Considérant que contrairement à ce que prétendent les appelantes, il ne s'agit pas d'une demande nouvelle, mais d'un simple moyen nouveau devant être déclaré recevable conformément aux dispositions de l'article 565 du NCPC, aux termes desquelles " les prétentions ne sont pas nouvelles dès lors qu'elles tendent aux mêmes fins que celles soumises au premier juge même si leur fondement juridique est différent " ;

Considérant que le constat d'huissier dressé le 25 novembre 1995 décrit l'affiche incriminée de la manière suivante :

" En haut de l'affiche, est inscrit en gros caractères " Johnie Walker, Max, Barman, Red Label, Old Scotch Whisky, distilled blended and bottled in Scotland ",

" Au centre de l'affiche, un barman sert un verre de whisky sur comptoir. Il a en main une bouteille de whisky. A droite de celui-ci, sont posés sur le comptoir une bouteille de whisky Johnie Walker et 3 verres contenant du whisky à demi pleins.

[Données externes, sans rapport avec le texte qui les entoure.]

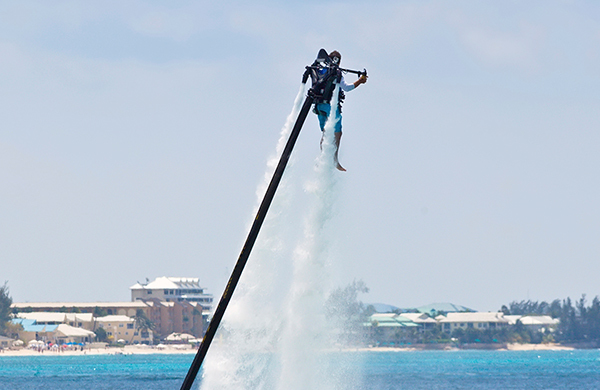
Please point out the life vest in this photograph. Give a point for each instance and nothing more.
(325, 75)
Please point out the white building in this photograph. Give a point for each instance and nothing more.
(476, 320)
(173, 290)
(119, 327)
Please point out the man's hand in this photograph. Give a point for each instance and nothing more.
(361, 80)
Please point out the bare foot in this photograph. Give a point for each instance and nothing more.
(340, 168)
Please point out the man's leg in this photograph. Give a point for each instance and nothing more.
(338, 138)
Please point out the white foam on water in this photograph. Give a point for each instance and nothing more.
(306, 333)
(239, 357)
(266, 342)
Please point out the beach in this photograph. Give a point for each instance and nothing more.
(126, 350)
(185, 349)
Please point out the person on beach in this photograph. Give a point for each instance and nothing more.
(323, 106)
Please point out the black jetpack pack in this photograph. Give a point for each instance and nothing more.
(324, 72)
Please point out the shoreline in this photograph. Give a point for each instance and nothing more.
(176, 349)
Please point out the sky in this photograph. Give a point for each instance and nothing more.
(133, 136)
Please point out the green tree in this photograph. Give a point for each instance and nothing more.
(5, 311)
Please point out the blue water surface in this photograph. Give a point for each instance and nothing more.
(371, 370)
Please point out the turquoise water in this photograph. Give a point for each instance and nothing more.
(377, 370)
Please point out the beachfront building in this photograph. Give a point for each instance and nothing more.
(6, 342)
(167, 317)
(170, 289)
(435, 309)
(58, 333)
(471, 320)
(123, 329)
(534, 322)
(76, 320)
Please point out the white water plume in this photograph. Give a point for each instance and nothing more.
(240, 355)
(306, 335)
(265, 345)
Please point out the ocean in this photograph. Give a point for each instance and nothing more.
(485, 370)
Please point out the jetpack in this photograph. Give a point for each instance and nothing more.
(320, 72)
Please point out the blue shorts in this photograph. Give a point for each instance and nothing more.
(322, 110)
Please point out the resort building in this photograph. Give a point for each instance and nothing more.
(123, 329)
(171, 289)
(473, 320)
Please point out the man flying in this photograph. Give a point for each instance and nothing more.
(323, 105)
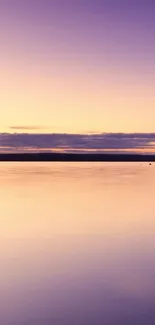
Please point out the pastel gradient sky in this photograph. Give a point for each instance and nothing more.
(77, 66)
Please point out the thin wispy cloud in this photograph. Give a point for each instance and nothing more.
(78, 142)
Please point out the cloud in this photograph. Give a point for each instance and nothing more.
(25, 128)
(80, 142)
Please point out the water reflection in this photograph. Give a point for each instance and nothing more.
(77, 244)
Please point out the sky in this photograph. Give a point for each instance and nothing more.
(77, 67)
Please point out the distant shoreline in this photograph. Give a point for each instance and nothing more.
(71, 157)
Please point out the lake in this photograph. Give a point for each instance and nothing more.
(77, 244)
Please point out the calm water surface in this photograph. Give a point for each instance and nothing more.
(77, 244)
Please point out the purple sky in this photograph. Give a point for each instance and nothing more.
(77, 66)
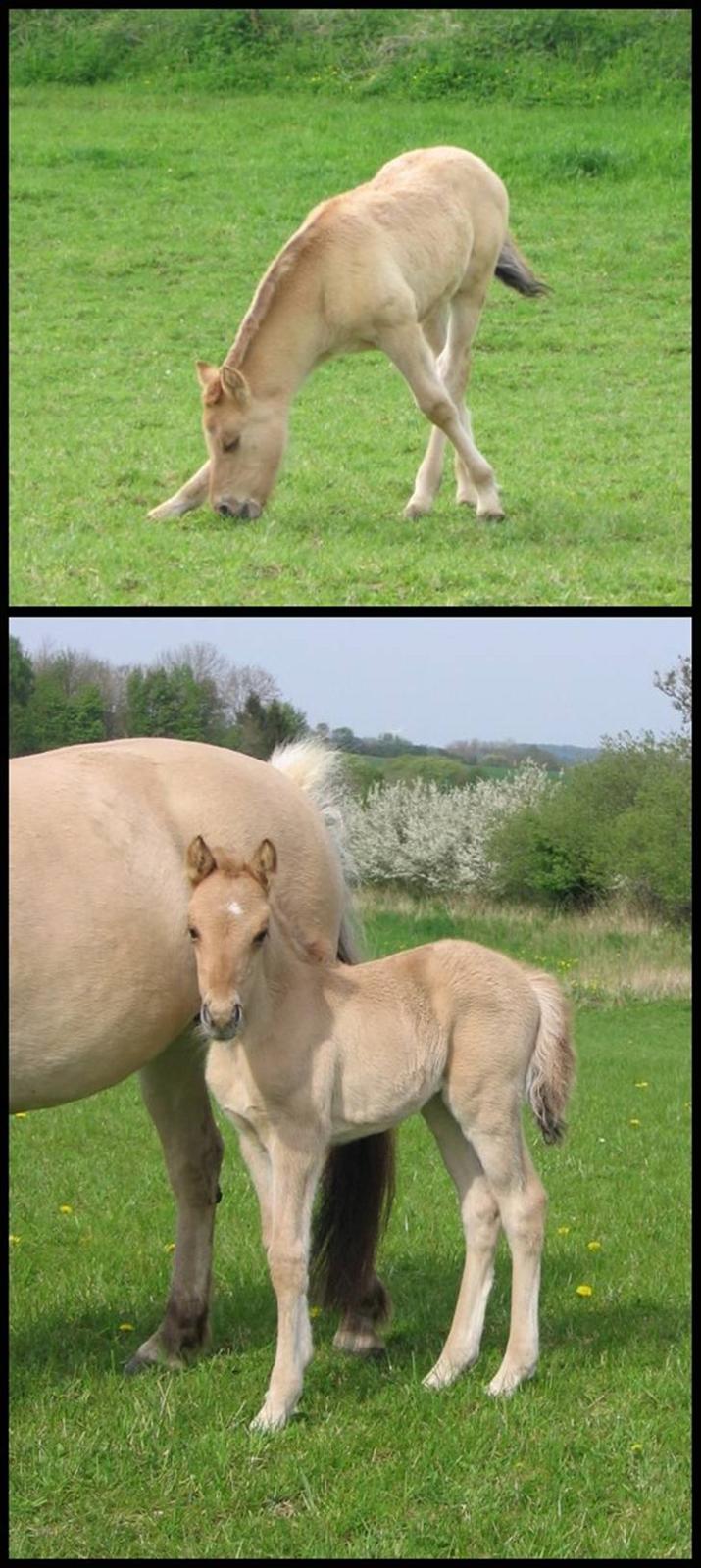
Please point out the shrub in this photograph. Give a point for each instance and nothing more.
(430, 838)
(614, 825)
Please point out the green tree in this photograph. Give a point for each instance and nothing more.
(21, 689)
(173, 703)
(619, 823)
(262, 726)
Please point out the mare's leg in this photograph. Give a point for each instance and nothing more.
(187, 498)
(505, 1160)
(175, 1097)
(480, 1223)
(295, 1173)
(410, 352)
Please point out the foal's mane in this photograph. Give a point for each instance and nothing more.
(270, 284)
(314, 953)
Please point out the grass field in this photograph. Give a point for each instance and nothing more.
(588, 1460)
(141, 223)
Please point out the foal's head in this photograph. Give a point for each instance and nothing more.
(227, 919)
(245, 439)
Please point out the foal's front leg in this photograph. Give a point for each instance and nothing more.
(295, 1173)
(187, 498)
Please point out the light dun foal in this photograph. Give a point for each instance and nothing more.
(400, 264)
(306, 1053)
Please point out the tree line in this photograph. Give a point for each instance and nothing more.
(63, 697)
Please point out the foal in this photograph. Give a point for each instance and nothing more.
(400, 264)
(306, 1053)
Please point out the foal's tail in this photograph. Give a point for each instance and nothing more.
(358, 1178)
(515, 271)
(551, 1071)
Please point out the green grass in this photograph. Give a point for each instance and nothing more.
(141, 223)
(587, 1460)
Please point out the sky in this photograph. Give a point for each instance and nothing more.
(431, 679)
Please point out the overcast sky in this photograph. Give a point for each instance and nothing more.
(434, 679)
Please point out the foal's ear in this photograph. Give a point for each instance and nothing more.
(209, 380)
(199, 861)
(266, 861)
(235, 384)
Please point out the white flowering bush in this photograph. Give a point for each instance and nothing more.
(431, 838)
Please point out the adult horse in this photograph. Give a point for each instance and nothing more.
(104, 980)
(402, 264)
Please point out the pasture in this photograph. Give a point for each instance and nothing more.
(587, 1460)
(141, 223)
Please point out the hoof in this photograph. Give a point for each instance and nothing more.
(151, 1355)
(364, 1345)
(509, 1380)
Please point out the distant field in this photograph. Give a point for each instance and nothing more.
(141, 221)
(588, 1460)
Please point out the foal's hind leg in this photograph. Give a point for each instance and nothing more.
(430, 470)
(190, 496)
(480, 1223)
(175, 1097)
(410, 352)
(455, 368)
(507, 1164)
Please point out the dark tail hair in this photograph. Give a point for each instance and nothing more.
(356, 1184)
(551, 1071)
(515, 271)
(356, 1197)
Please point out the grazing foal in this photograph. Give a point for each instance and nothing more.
(400, 264)
(306, 1054)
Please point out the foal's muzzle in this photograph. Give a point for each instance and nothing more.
(238, 509)
(225, 1031)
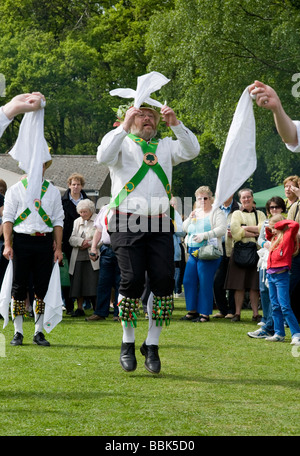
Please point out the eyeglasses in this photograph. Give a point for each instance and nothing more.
(143, 116)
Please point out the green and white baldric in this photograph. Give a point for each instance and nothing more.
(150, 161)
(37, 203)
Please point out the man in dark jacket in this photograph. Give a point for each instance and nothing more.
(70, 199)
(225, 305)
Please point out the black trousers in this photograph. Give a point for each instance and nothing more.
(225, 306)
(33, 257)
(144, 250)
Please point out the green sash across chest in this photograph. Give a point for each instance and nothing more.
(150, 161)
(37, 204)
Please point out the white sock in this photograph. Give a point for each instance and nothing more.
(39, 321)
(153, 333)
(18, 324)
(153, 330)
(128, 332)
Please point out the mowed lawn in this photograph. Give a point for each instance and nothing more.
(215, 381)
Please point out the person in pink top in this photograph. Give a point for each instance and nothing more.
(282, 234)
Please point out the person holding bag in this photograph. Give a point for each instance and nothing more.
(205, 229)
(245, 227)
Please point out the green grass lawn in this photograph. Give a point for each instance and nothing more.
(215, 381)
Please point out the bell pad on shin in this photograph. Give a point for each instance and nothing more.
(39, 306)
(129, 310)
(162, 309)
(18, 308)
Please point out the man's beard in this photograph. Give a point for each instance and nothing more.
(143, 134)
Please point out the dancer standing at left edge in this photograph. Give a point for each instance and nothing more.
(32, 224)
(139, 219)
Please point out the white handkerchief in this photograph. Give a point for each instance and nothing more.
(146, 84)
(31, 150)
(53, 300)
(5, 294)
(238, 161)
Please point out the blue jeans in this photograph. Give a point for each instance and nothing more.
(280, 301)
(264, 295)
(295, 273)
(109, 277)
(198, 284)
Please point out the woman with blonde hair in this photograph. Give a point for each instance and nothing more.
(204, 227)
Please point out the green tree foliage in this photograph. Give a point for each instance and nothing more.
(212, 50)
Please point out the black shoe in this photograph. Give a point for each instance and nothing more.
(78, 313)
(152, 361)
(39, 339)
(127, 357)
(17, 339)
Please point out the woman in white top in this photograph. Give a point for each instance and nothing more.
(203, 226)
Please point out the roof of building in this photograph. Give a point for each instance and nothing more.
(62, 167)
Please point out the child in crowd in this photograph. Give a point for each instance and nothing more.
(282, 234)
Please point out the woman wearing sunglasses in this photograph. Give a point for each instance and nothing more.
(275, 205)
(203, 226)
(245, 226)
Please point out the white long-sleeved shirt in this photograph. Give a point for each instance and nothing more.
(15, 204)
(4, 122)
(124, 158)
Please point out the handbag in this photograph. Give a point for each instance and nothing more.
(208, 252)
(64, 272)
(245, 254)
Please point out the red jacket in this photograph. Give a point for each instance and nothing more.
(282, 255)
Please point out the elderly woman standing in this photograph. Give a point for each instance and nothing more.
(203, 226)
(245, 226)
(83, 271)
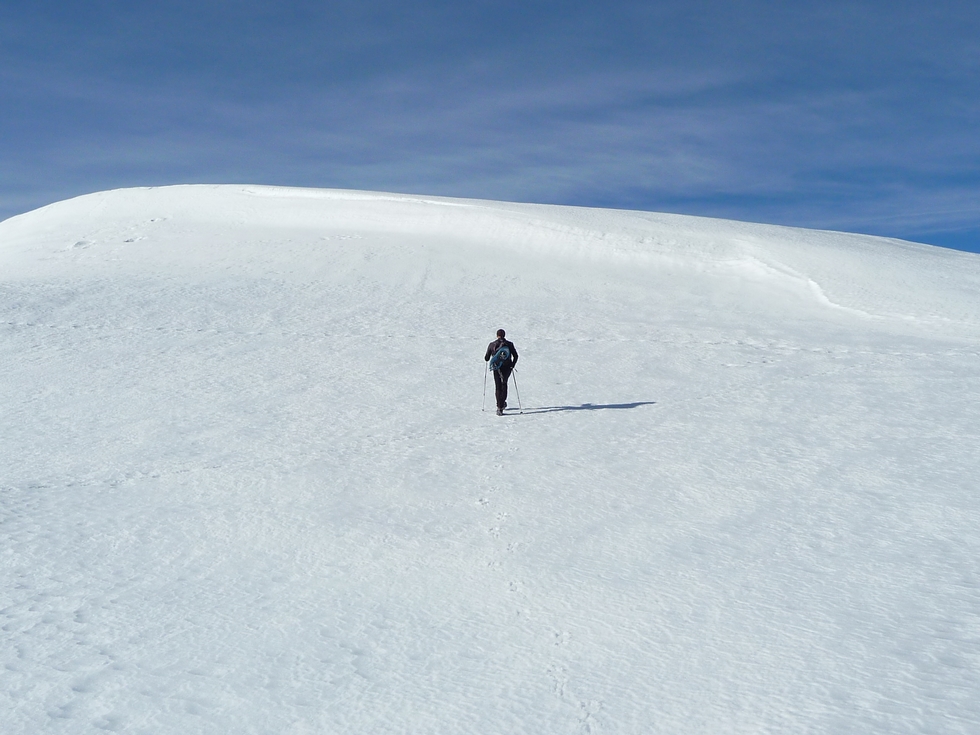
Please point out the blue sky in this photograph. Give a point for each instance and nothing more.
(858, 116)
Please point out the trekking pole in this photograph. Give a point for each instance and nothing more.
(517, 388)
(484, 408)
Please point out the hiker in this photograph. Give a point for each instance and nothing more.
(502, 356)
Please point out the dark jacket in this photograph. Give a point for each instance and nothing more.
(496, 345)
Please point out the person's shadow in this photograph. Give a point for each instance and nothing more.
(588, 407)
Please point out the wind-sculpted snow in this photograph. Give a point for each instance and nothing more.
(247, 484)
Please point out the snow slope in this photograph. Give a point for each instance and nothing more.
(247, 485)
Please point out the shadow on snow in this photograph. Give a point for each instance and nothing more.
(588, 407)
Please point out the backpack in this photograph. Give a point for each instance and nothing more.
(501, 358)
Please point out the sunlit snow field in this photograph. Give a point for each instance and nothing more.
(247, 484)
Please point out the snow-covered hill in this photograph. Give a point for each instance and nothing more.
(248, 487)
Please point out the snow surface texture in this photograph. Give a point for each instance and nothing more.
(247, 485)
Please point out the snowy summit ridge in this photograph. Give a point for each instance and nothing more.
(248, 486)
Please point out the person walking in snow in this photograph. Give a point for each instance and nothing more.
(502, 356)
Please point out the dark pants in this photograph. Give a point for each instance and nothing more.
(500, 378)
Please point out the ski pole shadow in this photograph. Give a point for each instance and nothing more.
(589, 407)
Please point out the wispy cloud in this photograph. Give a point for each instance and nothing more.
(840, 115)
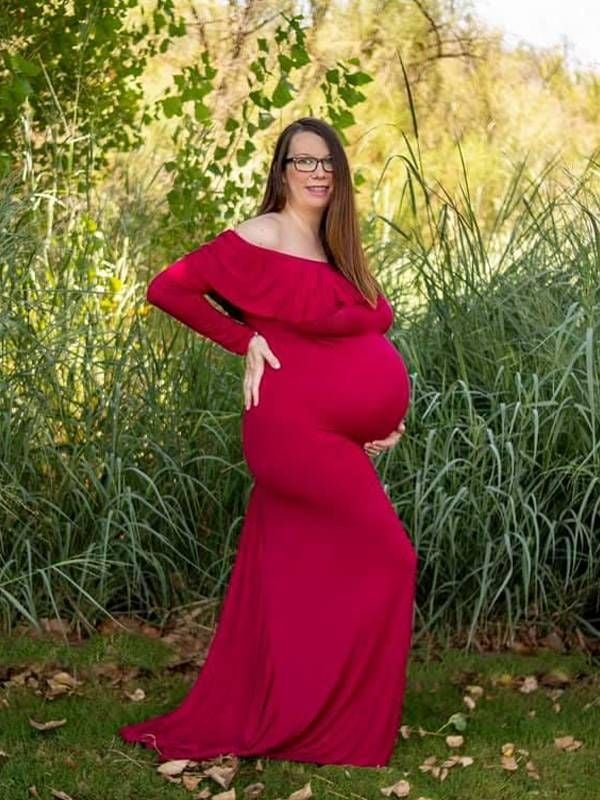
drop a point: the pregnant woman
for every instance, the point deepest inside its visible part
(308, 660)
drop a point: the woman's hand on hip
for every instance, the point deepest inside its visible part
(378, 445)
(258, 352)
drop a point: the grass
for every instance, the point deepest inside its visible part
(123, 484)
(87, 760)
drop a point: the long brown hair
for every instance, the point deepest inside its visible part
(339, 230)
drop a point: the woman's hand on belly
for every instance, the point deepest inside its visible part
(378, 445)
(258, 352)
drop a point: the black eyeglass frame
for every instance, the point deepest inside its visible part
(316, 160)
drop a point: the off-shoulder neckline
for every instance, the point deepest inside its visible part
(278, 252)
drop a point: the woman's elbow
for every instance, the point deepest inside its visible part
(153, 290)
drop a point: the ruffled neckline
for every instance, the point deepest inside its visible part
(277, 252)
(307, 293)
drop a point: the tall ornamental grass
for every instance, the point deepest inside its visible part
(123, 483)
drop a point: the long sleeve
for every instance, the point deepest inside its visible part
(179, 291)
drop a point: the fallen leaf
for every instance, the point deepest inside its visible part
(229, 795)
(137, 695)
(530, 684)
(532, 771)
(173, 767)
(253, 790)
(222, 775)
(567, 743)
(400, 789)
(302, 793)
(47, 726)
(191, 782)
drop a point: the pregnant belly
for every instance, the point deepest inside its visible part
(363, 388)
(356, 386)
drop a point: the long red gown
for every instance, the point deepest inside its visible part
(308, 660)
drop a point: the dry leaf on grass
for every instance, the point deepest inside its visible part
(223, 775)
(529, 685)
(50, 725)
(191, 782)
(400, 789)
(567, 743)
(229, 795)
(137, 695)
(173, 767)
(455, 741)
(253, 790)
(469, 702)
(532, 770)
(301, 794)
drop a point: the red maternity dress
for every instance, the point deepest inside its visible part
(308, 660)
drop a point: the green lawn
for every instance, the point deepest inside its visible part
(86, 760)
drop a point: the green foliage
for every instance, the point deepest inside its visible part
(217, 174)
(72, 70)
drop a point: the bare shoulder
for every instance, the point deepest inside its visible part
(262, 230)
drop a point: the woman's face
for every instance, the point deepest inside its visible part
(308, 189)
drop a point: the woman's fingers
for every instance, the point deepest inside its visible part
(259, 352)
(378, 445)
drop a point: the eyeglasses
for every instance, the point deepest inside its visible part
(309, 163)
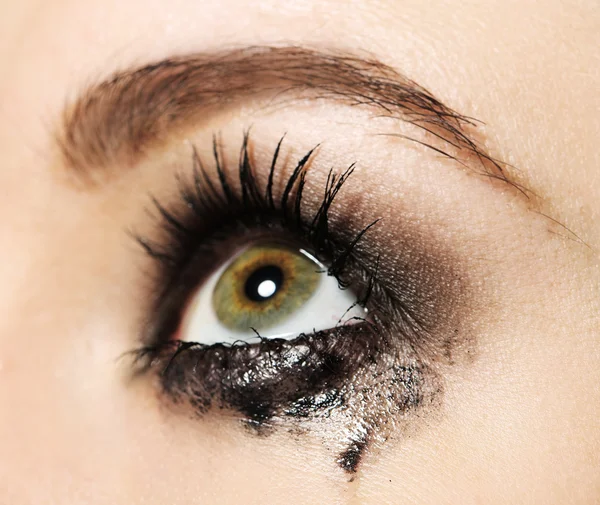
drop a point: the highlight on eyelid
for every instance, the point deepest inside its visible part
(271, 290)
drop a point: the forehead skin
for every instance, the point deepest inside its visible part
(529, 72)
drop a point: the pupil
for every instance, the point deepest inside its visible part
(264, 283)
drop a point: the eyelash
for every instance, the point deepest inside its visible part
(256, 211)
(299, 379)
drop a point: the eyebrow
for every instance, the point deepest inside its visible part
(119, 120)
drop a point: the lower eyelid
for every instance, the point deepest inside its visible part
(412, 300)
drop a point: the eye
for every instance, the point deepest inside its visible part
(271, 290)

" Au bas de l'affiche, est inscrit sur une bande blanche en lettres noires : " L'abus d'alcool est dangereux pour la santé. Consommez avec modération. " ;

Considérant qu'en incluant dans cette affiche un barman et un comptoir, les sociétés UDI et Havas ont enfreint les dispositions de l'article L. 18 précité, qui énumèrent de manière limitative les éléments dont peut être composées une publicité ;

Considérant qu'il s'ensuit que le second grief invoqué par l'ANPA doit être déclaré fondé et qu'il convient, par cette substitution de motifs, de confirmer le jugement déféré en ce qu'il a condamné les société UDI et Havas à réparer le préjudice subi par cette association ayant pour objet la prévention de l'alcoolisme ;

Que toutefois l'indemnité réparatrice de 30 000 F qui lui a été allouée apparaît suffisante et qu'il n'y a pas lieu de la majorer ;

Considérant enfin qu'il convient, en application de l'article 700 du NCPC, de condamner les appelantes in solidum à payer à l'ANPA, la somme de 10 000 F au titre des frais irrépétibles par elle exposés dans le cadre de cette instance ;

Considérant en revanche que l'action engagée à leur encontre étant déclarée fondée, les demandes présentées à ce titre par les appelantes seront rejetées, de même que la demande reconventionnelle pour procédure abusive présentée par la société UDI ;

Par ces motifs : Écarte des débats les conclusions signifiées les 4 et 5 octobre 1995 par la société United Distillers International ; confirme le jugement déféré ; y ajoutant, Condamne la société United Distillers International et la société Avenir Havas Média in solidum à payer à l'Association Nationale de Prévention de l'Alcoolisme (ANPA) la somme de 10 000 F en application de l'article 700 du NCPC ; les condamne aux dépens d'appel dont le montant pourra être recouvré directement par la SCP Verdun Gastou, conformément aux dispositions de l'article 699 du NCPC.